Just hours after giving a rousing speech on Tuesday in which he criticized Mitt Romney for shipping jobs overseas at Bain Capital, President Obama attended a fundraiser in Austin, Texas at the home of Tom Meredith. Meredith, a former Dell executive, once said he would be ”ruthless” about cutting costs at Dell and defended the company’s plan to lay off between 3,000 and 4,000 employees while sparing about 4,000 jobs in Asia Pacific. While Obama has promised to be a pioneer of “insourcing” manufacturing jobs, he reneged on his 2007 campaign promise to renegotiate NAFTA roughly five minutes after taking office and has surrounded himself with economic advisors who are clear proponents of outsourcing (e.g., Larry Summers or Jeffrey Immelt).
Meanwhile, Mitt Romney is doing Olympic-level gymnastic feats in order to pretend he left Bain Capital before all the real outsourcing (and corporate pillaging) began. In other words, Romney would prefer to have the American public believe he did a terrible job delegating responsibility (he was still the CEO and sole shareholder of Bain after 1999) than to say what he really thinks, which goes something like this: “Hells yeah, I outsourced!! It was perfectly legal, and I made a lot of money doing it, which – hello! – is the whole point of investment firms.“ That’s how damaging it would be for voters to catch even a whiff of this outsourcing menace: Romney would rather they believe he was an incompetent and irresponsible CEO than admit that his firm legally made money by shipping jobs overseas.
But of course he can’t admit that, because that lifts the disguise of populism that all politicians must wear in order to win votes in swing states like Ohio and Pennsylvania, where citizens have a disproportionate say in our presidential elections due in part to the electoral college system.
The rest of the time, politicians have a much more nuanced position on the issue of outsourcing. They are permitted to whisper quietly to their advisers about creating jobs in sectors other than manufacturing and are able to have honest debates about which trade policies benefit the American economy in the long-run or what regulations might prevent human rights abuses.

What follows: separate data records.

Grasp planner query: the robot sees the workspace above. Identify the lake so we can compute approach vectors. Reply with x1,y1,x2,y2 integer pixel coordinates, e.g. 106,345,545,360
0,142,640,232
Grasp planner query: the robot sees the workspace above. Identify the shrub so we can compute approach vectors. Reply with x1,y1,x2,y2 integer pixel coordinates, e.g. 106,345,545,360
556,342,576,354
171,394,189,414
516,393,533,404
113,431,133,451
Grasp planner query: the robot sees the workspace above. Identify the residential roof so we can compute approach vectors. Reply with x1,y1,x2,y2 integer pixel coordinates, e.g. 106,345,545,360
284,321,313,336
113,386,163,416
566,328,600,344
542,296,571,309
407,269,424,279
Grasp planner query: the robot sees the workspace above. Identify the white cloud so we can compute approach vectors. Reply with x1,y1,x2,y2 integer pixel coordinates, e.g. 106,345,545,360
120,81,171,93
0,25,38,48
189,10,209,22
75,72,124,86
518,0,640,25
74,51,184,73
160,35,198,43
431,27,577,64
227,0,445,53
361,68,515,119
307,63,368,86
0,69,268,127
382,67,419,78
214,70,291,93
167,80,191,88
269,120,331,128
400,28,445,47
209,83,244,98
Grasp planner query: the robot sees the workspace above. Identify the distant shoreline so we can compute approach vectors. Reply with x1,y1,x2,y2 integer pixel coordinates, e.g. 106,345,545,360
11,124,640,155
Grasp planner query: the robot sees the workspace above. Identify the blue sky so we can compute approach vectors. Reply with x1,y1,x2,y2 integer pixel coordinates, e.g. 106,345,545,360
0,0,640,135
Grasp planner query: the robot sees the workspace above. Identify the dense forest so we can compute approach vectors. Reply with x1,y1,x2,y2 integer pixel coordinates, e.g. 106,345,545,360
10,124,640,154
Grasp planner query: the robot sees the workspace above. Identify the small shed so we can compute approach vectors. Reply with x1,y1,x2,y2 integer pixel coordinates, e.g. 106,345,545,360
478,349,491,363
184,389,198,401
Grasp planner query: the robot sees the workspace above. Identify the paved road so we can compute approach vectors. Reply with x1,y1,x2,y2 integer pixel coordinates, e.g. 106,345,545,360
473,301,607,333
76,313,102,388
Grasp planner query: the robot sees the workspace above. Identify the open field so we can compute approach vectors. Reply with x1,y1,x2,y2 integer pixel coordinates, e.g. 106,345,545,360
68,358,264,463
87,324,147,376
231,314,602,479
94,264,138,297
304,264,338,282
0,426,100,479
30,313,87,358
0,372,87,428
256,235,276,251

But not now, during this strange holiday season we call the election cycle. Now politicians must pull their protectionism costumes out of the attic and grunt “All outsourcing BAD. BAD!! Me hate outsourcing more than opponent!!!” at every campaign stop. As surely as we will soon be spending $20 or less on a crappy picture frame for Glen in accounting whose name we picked out of the Secret Santa hat, so too does this holiday season arrive every four years. But instead of donning elf hats or eating turkey, our politicians mark this holiday with beer-drinking photo ops and disingenuous debates about outsourcing. Republicans pretend to care about the American worker, while Democrats pretend that protectionism is the only means of keeping American workers employed.